To see if the voluntary market would support a CFC destruction project, Tradewater’s Brown and Plotkin ran a pilot test. They bought a small portion of the City Waste’s CFCs and contracted a third party verifier to certify the contents and document the destruction of the CFCs inside under a rigorous protocol called the Verified Carbon Standard. The project generated nearly 20,000 carbon credits, the equivalent of preventing 20,000 tons of carbon dioxide from entering the atmosphere. Tradewater offered the credits on the voluntary market, and waited for a buyer.
Spurring a new market
A buyer arrived in the software company Intuit, known for its TurboTax and QuickBooks products. Sean Kinghorn is the company’s senior sustainability program manager, responsible for setting the strategy for Intuit’s environmental footprint. That includes offsetting all carbon emissions from fuel burned at their facilities to electricity to turn on the lights to emissions from employees’ commutes. Even by that expansive measure, Intuit has been carbon neutral since 2015. One way they achieve their neutrality goals is through the voluntary market.

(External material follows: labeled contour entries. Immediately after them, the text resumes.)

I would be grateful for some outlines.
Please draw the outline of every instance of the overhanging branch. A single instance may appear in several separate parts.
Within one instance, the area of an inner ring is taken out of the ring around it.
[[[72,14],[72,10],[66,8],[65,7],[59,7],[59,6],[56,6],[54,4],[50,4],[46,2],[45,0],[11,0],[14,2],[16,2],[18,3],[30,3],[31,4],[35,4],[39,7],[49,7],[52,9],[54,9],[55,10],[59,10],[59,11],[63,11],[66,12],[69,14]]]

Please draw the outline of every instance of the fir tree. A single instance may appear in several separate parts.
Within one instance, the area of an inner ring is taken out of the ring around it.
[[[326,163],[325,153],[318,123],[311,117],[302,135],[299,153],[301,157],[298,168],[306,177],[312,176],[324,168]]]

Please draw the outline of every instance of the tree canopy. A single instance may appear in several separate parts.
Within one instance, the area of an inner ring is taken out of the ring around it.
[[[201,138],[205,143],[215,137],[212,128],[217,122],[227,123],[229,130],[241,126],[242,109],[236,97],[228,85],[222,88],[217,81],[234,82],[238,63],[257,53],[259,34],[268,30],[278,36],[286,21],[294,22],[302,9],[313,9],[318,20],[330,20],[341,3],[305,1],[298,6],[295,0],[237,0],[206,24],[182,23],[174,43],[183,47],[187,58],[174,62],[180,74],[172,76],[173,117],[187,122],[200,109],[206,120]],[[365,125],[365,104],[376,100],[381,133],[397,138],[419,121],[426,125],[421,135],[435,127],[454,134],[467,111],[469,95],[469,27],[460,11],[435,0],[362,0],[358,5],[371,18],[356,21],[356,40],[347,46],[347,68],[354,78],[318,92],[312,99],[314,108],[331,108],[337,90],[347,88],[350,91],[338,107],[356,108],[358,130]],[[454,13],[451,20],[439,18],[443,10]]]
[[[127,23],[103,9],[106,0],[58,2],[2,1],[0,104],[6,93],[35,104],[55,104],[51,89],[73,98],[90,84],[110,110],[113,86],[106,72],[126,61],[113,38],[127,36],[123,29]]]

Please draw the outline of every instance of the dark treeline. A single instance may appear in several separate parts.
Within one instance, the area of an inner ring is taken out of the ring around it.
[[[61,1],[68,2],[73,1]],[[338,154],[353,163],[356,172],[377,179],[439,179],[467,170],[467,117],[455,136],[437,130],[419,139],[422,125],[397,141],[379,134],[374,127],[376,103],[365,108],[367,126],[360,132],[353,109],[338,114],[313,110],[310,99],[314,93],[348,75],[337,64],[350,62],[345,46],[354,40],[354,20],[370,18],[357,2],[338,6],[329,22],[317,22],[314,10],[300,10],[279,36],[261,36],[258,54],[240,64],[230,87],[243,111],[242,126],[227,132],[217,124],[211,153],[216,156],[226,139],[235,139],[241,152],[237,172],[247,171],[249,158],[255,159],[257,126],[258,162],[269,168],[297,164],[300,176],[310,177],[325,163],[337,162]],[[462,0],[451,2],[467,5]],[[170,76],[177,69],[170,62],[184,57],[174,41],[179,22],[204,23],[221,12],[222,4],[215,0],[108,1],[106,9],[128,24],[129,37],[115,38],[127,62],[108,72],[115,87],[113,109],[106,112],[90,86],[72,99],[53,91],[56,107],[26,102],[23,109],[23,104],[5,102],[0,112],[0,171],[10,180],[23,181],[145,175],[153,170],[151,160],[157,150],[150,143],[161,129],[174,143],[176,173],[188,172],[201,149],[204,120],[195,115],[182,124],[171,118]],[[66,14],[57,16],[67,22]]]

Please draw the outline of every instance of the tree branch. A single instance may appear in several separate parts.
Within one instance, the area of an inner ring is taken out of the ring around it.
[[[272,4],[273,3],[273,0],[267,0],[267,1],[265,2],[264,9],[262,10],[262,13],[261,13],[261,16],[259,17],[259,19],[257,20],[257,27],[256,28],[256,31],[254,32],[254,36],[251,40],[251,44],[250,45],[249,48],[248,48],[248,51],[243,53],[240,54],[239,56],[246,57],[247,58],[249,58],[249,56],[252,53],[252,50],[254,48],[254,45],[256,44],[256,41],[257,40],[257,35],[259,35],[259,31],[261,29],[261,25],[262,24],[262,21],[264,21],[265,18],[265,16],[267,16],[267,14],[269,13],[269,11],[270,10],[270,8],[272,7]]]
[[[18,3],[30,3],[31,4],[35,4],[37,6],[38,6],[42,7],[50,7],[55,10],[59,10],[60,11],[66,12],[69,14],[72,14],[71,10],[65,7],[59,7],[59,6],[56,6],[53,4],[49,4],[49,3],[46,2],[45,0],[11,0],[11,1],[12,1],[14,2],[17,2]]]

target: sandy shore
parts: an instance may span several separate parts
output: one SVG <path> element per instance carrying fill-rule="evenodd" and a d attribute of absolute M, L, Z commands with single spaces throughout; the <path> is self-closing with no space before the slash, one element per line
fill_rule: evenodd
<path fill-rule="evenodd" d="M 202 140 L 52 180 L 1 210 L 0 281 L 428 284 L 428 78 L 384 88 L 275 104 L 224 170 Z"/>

"Renewable energy is fantastic, but it gets all the press,” said Kinghorn. “We need dozens and dozens of different types of solutions. So, this is absolutely critical.

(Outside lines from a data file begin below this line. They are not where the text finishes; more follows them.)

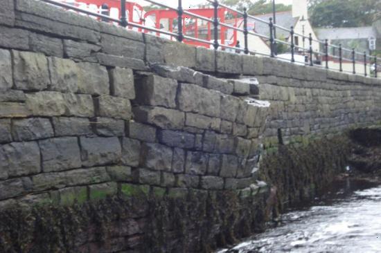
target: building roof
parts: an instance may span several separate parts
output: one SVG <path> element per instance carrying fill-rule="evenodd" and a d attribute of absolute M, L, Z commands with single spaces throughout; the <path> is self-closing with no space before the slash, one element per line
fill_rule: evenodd
<path fill-rule="evenodd" d="M 356 39 L 377 37 L 372 26 L 316 29 L 319 39 Z"/>

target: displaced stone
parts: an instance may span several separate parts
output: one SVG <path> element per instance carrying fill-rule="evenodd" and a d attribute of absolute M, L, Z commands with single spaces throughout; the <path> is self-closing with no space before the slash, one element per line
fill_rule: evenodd
<path fill-rule="evenodd" d="M 130 68 L 116 67 L 109 71 L 111 95 L 116 97 L 135 98 L 134 74 Z"/>
<path fill-rule="evenodd" d="M 40 153 L 37 142 L 12 142 L 0 147 L 0 179 L 40 171 Z"/>
<path fill-rule="evenodd" d="M 10 142 L 10 119 L 0 119 L 0 143 Z"/>
<path fill-rule="evenodd" d="M 139 106 L 133 109 L 136 120 L 153 124 L 164 129 L 181 129 L 185 113 L 163 107 Z"/>
<path fill-rule="evenodd" d="M 86 167 L 118 162 L 122 156 L 121 143 L 116 137 L 80 137 L 81 158 Z"/>
<path fill-rule="evenodd" d="M 128 136 L 148 142 L 156 141 L 156 129 L 148 124 L 130 121 Z"/>
<path fill-rule="evenodd" d="M 237 174 L 238 160 L 236 156 L 222 155 L 220 176 L 224 178 L 233 178 Z"/>
<path fill-rule="evenodd" d="M 191 175 L 204 175 L 208 167 L 208 155 L 202 152 L 188 151 L 185 172 Z"/>
<path fill-rule="evenodd" d="M 224 188 L 224 178 L 213 176 L 202 176 L 201 187 L 206 189 L 222 189 Z"/>
<path fill-rule="evenodd" d="M 48 61 L 42 54 L 12 50 L 13 79 L 20 90 L 41 91 L 50 84 Z"/>
<path fill-rule="evenodd" d="M 181 111 L 220 116 L 220 93 L 218 91 L 194 84 L 181 84 L 177 100 Z"/>
<path fill-rule="evenodd" d="M 62 137 L 40 140 L 44 172 L 60 171 L 82 165 L 78 140 L 76 137 Z"/>
<path fill-rule="evenodd" d="M 78 91 L 90 95 L 109 95 L 109 80 L 106 68 L 96 64 L 80 62 L 78 68 Z"/>
<path fill-rule="evenodd" d="M 140 159 L 140 142 L 124 138 L 122 139 L 122 162 L 132 167 L 137 167 Z"/>
<path fill-rule="evenodd" d="M 109 118 L 96 118 L 94 128 L 97 135 L 100 136 L 123 136 L 125 135 L 125 121 Z"/>
<path fill-rule="evenodd" d="M 12 121 L 12 135 L 15 141 L 33 140 L 54 136 L 48 119 L 31 118 Z"/>
<path fill-rule="evenodd" d="M 159 132 L 159 141 L 167 146 L 183 149 L 195 147 L 195 135 L 186 132 L 161 130 Z"/>
<path fill-rule="evenodd" d="M 143 165 L 158 171 L 171 171 L 172 150 L 156 143 L 144 143 L 141 147 Z"/>
<path fill-rule="evenodd" d="M 93 134 L 89 119 L 54 117 L 53 125 L 56 136 L 89 135 Z"/>
<path fill-rule="evenodd" d="M 1 19 L 1 14 L 0 14 Z M 1 73 L 0 76 L 0 91 L 2 93 L 4 91 L 11 88 L 13 86 L 10 53 L 7 50 L 0 49 L 0 73 Z"/>
<path fill-rule="evenodd" d="M 78 69 L 69 59 L 48 58 L 51 84 L 50 89 L 76 93 L 78 90 Z"/>
<path fill-rule="evenodd" d="M 139 104 L 176 107 L 177 82 L 157 75 L 147 75 L 135 84 L 136 101 Z"/>
<path fill-rule="evenodd" d="M 98 116 L 122 120 L 131 118 L 131 103 L 127 98 L 105 95 L 96 97 L 95 102 Z"/>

He explained that Tradewater’s CFC project resonated with Intuit because they were aware of the overlooked problem of refrigerant management. “It’s a carbon offset, but it’s also spurring a new market somewhere where it’s needed. Hopefully it makes a difference.”
It already has. Because of the sale, Tradewater was able to return to Ghana last December. Over the course of two days, Brown and Plotkin removed the remaining 771 cylinders from that dark shed, packing them onto 24 pallets. The pallets were loaded onto a ship to cross the Atlantic. They arrived at the Port of Houston in February and were aggregated the CFCs into one tank and shipped by truck to East Liverpool, Ohio, where they were destroyed in April. The process generated over 130,00 carbon credits and averted the equivalent of a year’s emissions from 27,601 cars from reaching the atmosphere.
If the market supports this second project, Brown and Plotkin will likely return to Ghana. Meniel says there are more CFCs to be collected. “There’s still more in the system. We are still trying to sweep up in Ghana and then go to neighboring countries. Yes, because there’s plenty.”
The story doesn’t end there. Curious about working with Costa Rica’s carbon market, Brown and Plotkin traveled to San Jose, where they discovered more unused cylinders of CFCs. That work in Costa Rica led them to look in Colombia, and they will head to Argentina in May.
"We are gearing up to go after this stuff as much as we can,” Plotkin said. “We know that this material is out there and we know we have the ability to go find it and collect it and destroy it. We can’t turn away from it. It's not going to happen but for that market. It’s an essential part of the equation.”